Mindful of its shortcomings, Wilkes sent Relief onward to Orange Harbor, Tierra del Fuego after only three weeks in port. The rest of the flotilla waited at Rio de Janeiro for two more weeks while Peacock underwent extensive repairs. It had left Hampton Roads in less than ideal condition and now was in dire need of work to be able to survive the rest of the voyage.


While at Rio some of the scientifics took rooms ashore and pursued their studies. Horatio Hale, the ethnographer, was particularly interested in the physical characteristics of the African tribes represented among the slave population and Alfred Agate assisted his work. Wilkes established an observatory near the harbor's mouth for observations of weather and planetary magnetism, a practice that he would continue in ports for the rest of the voyage.


Finally on 9 January 1839 the rest of the ships set sail southward. In accordance with their orders, they stopped on the way to survey and investigate the commercial potential of the harbor at Rio Negro, but on 19 February they arrived at Orange Harbor, the first major stop for their exploratory endeavors. It was late summer in the cold climate. Commanders issued cold weather clothing to the crews after their departure from Rio, but it was found to be inadequate, a fault attributed to swindling government contractors.
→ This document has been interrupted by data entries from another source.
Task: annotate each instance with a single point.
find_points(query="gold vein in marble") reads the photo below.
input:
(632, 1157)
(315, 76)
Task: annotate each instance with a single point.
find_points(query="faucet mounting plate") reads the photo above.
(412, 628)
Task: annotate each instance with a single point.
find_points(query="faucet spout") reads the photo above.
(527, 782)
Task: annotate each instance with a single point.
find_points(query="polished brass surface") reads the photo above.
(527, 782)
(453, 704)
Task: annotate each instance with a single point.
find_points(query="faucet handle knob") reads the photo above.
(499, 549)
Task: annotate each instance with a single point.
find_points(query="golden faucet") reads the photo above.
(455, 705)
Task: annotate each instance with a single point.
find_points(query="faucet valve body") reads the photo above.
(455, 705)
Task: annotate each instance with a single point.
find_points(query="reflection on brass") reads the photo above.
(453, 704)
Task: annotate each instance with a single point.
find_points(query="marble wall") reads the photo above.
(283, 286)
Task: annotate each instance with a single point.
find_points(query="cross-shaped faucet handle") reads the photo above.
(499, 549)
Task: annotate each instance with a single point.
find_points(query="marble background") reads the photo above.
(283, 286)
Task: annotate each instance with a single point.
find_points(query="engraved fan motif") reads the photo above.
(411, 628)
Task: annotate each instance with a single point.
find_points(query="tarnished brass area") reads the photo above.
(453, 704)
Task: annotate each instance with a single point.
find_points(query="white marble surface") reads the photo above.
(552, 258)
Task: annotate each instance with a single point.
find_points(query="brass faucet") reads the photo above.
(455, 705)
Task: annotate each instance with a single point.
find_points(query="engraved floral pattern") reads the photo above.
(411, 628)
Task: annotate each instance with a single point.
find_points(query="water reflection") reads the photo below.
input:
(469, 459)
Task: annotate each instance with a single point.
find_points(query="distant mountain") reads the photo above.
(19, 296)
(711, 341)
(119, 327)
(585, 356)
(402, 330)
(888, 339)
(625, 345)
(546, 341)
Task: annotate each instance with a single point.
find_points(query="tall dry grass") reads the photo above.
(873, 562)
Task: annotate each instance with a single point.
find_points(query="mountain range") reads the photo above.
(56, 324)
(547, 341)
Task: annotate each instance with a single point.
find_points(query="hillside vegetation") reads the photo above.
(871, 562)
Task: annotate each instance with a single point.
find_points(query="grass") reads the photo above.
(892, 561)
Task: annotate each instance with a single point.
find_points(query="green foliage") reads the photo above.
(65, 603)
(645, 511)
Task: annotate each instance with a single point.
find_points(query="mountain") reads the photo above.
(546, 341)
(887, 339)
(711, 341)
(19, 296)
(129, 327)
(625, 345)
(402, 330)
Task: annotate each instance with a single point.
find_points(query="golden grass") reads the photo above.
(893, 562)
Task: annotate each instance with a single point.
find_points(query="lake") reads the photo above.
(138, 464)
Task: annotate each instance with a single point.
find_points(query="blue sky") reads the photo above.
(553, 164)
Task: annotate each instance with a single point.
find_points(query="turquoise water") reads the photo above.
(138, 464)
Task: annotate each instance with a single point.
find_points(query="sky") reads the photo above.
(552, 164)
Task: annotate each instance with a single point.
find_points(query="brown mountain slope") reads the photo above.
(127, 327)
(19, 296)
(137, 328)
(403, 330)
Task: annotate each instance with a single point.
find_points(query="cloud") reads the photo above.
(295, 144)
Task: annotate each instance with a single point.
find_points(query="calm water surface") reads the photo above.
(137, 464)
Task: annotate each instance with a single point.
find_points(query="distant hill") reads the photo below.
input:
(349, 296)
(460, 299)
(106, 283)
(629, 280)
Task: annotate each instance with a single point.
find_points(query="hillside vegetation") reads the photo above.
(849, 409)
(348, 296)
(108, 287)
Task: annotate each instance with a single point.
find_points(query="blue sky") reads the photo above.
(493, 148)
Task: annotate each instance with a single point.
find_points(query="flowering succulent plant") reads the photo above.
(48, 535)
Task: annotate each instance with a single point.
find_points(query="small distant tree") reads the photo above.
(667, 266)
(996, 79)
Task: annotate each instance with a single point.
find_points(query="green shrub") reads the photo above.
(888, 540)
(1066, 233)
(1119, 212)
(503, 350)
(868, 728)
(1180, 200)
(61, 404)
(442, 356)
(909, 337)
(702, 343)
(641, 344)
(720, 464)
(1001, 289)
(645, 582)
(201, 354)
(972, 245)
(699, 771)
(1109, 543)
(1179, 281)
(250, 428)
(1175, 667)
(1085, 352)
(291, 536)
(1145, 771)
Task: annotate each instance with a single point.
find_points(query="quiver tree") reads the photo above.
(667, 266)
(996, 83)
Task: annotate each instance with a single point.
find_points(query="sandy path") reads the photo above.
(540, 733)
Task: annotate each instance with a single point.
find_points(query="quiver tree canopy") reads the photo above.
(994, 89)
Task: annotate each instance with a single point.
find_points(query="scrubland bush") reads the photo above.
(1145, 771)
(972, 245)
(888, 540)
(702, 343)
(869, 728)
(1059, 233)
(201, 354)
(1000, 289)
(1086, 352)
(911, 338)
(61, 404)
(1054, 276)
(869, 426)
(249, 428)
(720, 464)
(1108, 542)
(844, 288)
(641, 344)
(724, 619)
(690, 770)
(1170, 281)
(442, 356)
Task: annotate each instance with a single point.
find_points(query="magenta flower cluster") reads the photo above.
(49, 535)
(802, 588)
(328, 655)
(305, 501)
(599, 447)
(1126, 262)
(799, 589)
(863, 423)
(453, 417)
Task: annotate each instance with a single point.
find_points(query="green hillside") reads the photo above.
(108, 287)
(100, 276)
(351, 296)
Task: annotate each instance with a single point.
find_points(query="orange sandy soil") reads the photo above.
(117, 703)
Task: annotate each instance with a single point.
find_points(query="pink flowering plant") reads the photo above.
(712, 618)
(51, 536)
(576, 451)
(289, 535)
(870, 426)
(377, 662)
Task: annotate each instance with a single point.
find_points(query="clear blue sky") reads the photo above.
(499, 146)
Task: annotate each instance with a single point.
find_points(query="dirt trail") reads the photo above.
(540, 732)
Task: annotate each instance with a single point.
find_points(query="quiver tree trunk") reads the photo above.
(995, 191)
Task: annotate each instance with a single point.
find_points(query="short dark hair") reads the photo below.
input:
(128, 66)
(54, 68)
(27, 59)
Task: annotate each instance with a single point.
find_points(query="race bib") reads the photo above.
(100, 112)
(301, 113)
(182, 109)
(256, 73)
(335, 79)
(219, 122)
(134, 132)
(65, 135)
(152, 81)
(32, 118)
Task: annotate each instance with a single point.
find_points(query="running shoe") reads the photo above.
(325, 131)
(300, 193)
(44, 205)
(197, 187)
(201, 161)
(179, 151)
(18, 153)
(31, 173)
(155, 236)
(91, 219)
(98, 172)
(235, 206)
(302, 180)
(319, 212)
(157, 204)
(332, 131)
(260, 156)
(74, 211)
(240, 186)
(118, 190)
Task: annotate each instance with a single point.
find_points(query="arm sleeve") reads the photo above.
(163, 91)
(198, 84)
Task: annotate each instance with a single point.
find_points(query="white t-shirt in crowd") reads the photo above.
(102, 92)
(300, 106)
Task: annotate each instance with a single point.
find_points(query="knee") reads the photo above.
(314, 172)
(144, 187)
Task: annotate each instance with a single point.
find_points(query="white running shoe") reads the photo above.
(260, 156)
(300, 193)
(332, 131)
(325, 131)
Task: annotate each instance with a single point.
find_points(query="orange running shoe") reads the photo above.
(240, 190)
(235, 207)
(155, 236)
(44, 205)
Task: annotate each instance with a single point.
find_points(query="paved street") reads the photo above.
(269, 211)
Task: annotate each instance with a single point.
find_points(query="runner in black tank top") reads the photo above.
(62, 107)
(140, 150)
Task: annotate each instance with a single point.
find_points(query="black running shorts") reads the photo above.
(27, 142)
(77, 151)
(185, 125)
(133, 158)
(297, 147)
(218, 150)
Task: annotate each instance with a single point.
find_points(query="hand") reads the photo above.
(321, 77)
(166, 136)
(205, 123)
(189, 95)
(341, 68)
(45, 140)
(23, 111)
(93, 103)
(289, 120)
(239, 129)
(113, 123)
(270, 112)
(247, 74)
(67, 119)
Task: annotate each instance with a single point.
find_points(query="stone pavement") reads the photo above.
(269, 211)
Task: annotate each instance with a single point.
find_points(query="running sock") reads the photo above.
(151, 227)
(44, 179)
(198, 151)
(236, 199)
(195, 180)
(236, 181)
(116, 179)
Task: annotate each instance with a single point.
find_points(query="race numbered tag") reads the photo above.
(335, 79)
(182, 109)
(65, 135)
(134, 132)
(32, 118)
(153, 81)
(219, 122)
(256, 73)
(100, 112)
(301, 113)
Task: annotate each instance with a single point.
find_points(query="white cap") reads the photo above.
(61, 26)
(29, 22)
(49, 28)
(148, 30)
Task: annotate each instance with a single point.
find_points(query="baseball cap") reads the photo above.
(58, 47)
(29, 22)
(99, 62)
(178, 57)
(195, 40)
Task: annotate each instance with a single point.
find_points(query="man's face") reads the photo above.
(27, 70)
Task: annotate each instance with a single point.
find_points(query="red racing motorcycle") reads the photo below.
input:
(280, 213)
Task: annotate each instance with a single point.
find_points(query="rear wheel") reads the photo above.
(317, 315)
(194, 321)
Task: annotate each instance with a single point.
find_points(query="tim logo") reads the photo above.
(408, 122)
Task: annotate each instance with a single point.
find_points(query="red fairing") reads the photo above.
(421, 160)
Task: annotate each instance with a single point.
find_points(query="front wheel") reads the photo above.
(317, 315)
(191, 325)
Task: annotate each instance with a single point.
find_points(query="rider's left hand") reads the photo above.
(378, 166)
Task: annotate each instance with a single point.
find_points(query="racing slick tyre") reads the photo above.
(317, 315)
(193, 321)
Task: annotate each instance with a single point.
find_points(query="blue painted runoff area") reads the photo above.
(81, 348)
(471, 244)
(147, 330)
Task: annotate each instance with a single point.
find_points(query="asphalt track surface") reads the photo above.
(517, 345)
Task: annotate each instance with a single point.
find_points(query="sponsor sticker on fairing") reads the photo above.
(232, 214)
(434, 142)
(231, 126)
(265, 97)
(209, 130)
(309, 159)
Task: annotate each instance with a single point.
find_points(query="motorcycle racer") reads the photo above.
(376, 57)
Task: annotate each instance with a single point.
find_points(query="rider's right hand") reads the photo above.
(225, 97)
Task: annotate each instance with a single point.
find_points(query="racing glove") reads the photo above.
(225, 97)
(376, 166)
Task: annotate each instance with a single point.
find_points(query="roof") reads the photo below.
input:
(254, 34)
Relief arrived on 29 January and began cutting firewood for the other ships. After a few days they began seeing native people, a sight that amazed them, because in the chilly climate they were almost naked, though for warmth on the water they burned small fires on heaps of stones and ashes in the wet bottoms of their canoes.


When Wilkes arrived at Orange Harbor, he believed that his instructions to Relief's commander, Lt. Andrew K. Long to prepare supplies for the other ships had not been followed properly. It reinforced his belief that Long lacked commitment to the purposes of the expedition. Careful preparations would be necessary for the survival of the ships in their various assigned tasks over the coming two months and all the crews spent the next four weeks preparing for it. Vincennes would remain at Orange Harbor and use its launches to survey Cape Horn. Relief would go into the Straits of Magellan to survey and describe the harbors there, along with most of the scientists, including Alfred Agate. The other four ships would go south. Wilkes in Porpoise with Sea Gull as its tender would head southeast towards Palmer's Land while Peacock, commanded by Lt. Hudson, with Flying Fish as its tender would go southwest to exceed, if possible, Captain James Cook's furthest voyage south - the "ne plus ultra" of 1774. On 22 February the squadron celebrated Washington's Birthday by flying their flags and issuing an extra ration of rum, a custom called "splicing the main brace," and on 25 February the ships separated on their various assignments.


Porpoise and Sea Gull had good weather for several days and then snow and foul weather set in as they explored the northern tip of Palmer's Land. The spent several days trying to proceed further south, but ice and bad weather turned them back on 5 March. Wilkes sent Sea Gull on an ultimately unsuccessful errand to Deception Island to look for a self-registering thermometer left in 1829 while he returned to Orange Harbor. Porpoise arrived there on Harbor 30 March.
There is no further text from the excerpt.